Tekton Pipelines 2019 Roadmap

This is an incomplete list of work we hope to accomplish in 2019.

Highlights:

For comparison, Build CRD’s 2018 roadmap is
here.

Version 1.0

Currently the Pipeline API is considered alpha.
In 2019 we aim to release a 1.0 version, after which we would implement a policy
where backwards incompatible changes must be made across multiple releases.

This would also imply that the project is in a state where it is safe for other
projects to rely on it, for example:

Workflow

Enable more powerful workflows than the simple linear builds we support today.
This includes:

  • DAG pipelines, including fan-in and fan-out with concurrent task execution
  • Conditional execution (e.g., run a task based on the value of a pipeline
    parameter, run a task in response to the failure of another task)
  • Cancelling or pausing a workflow
  • Resuming a paused or failed workflow
  • Enforcing timeouts on Tasks and on Pipelines
  • Sending notifications (e.g., Slack, e-mail, GitHub statuses)
  • Reporting build results and logs in a useful and extensible way
  • Enabling pluggable tasks that conform to some defined contract (e.g., similar
    to Serving’s duck-typing support), allowing tasks in a pipeline to be executed
    off-cluster, etc.

Some of this work is underway, some is being designed, and some are only
identified as gaps. More workflow features will be identified in the future.

Triggering

Automating a workflow means automating how those workflows are started. We need
to design support for automatically kicking off pipelines based on events, e.g.,
GitHub webhook events. This should either take a hard dependency on Knative
Eventing, or support a duck-typing model to allow the eventing subsystem to be
swappable in the future. This work has not yet been designed at this time, so
there’s a great opportunity in the community to pick up this work and make it
shine.

Security

Security requirements inform much of the overall Tekton pipelines design, but we
still have lots of work to do. Declarative pipelines should make it possible to
automatically vet delivery systems for compliance, secure software supply
chains, auditability and other key features.

SCM

Software Change Management systems are the start of any CI/CD system.
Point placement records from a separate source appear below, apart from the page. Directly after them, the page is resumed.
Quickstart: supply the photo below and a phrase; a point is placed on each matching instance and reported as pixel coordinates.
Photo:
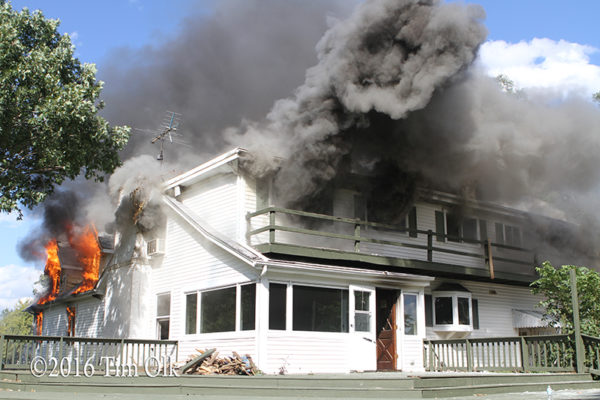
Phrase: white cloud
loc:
(16, 282)
(543, 64)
Tekton
supports the git protocol today with simple authentication requirements, but
this is just the beginning. Users expect an SCM system to provide features like:

  • Code review management
  • Issue tracking
  • Pre-submit unit and integration testing
  • Linting
  • and more!

Tekton should abstract these interactions (and providers!) away so Task authors
can focus on adding value rather than implementing API wrappers.

Community library

Pipelines are designed with many extension points. Pipeline and Task
configurations can be parameterized and shared, they depend on Resources and
builder images which can also be shared. The success of the project depends on
having a thriving community of shared, reusable configurations. This means
writing and sharing example workflows, documenting best practices for
reusability, and answering questions from users.
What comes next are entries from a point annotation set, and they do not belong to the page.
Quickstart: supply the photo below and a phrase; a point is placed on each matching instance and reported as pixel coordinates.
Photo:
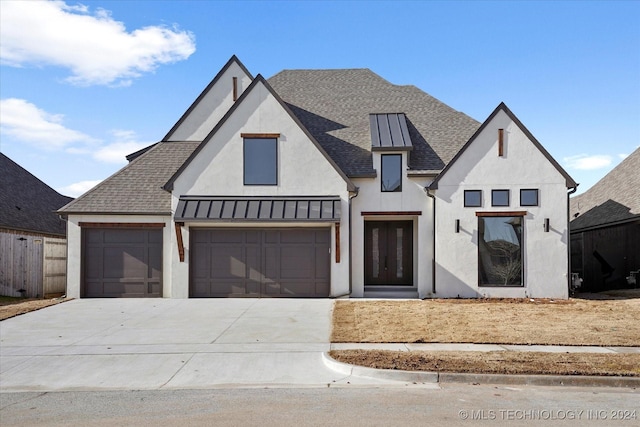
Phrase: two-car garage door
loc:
(259, 262)
(231, 262)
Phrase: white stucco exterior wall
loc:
(523, 166)
(412, 198)
(213, 106)
(74, 247)
(302, 171)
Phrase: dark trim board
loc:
(121, 224)
(390, 213)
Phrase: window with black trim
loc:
(472, 198)
(260, 161)
(499, 197)
(500, 251)
(391, 172)
(529, 197)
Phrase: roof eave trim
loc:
(604, 225)
(107, 213)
This also means more fully specifying the builder contract (along the lines of
Serving’s very thorough
spec)

In 2019 we’ll publish a library of Tasks, Resources and Pipelines for users to
share and reuse.

Release and Dogfooding

Get Pipelines into a reliable release cadence, with trustworthy integration
tests and performance metrics to guard against regressions. The Pipelines team
itself should dogfood Pipelines for our own CI and CD infrastructure, alongside
or instead of Prow, by having Prow use Pipelines somehow.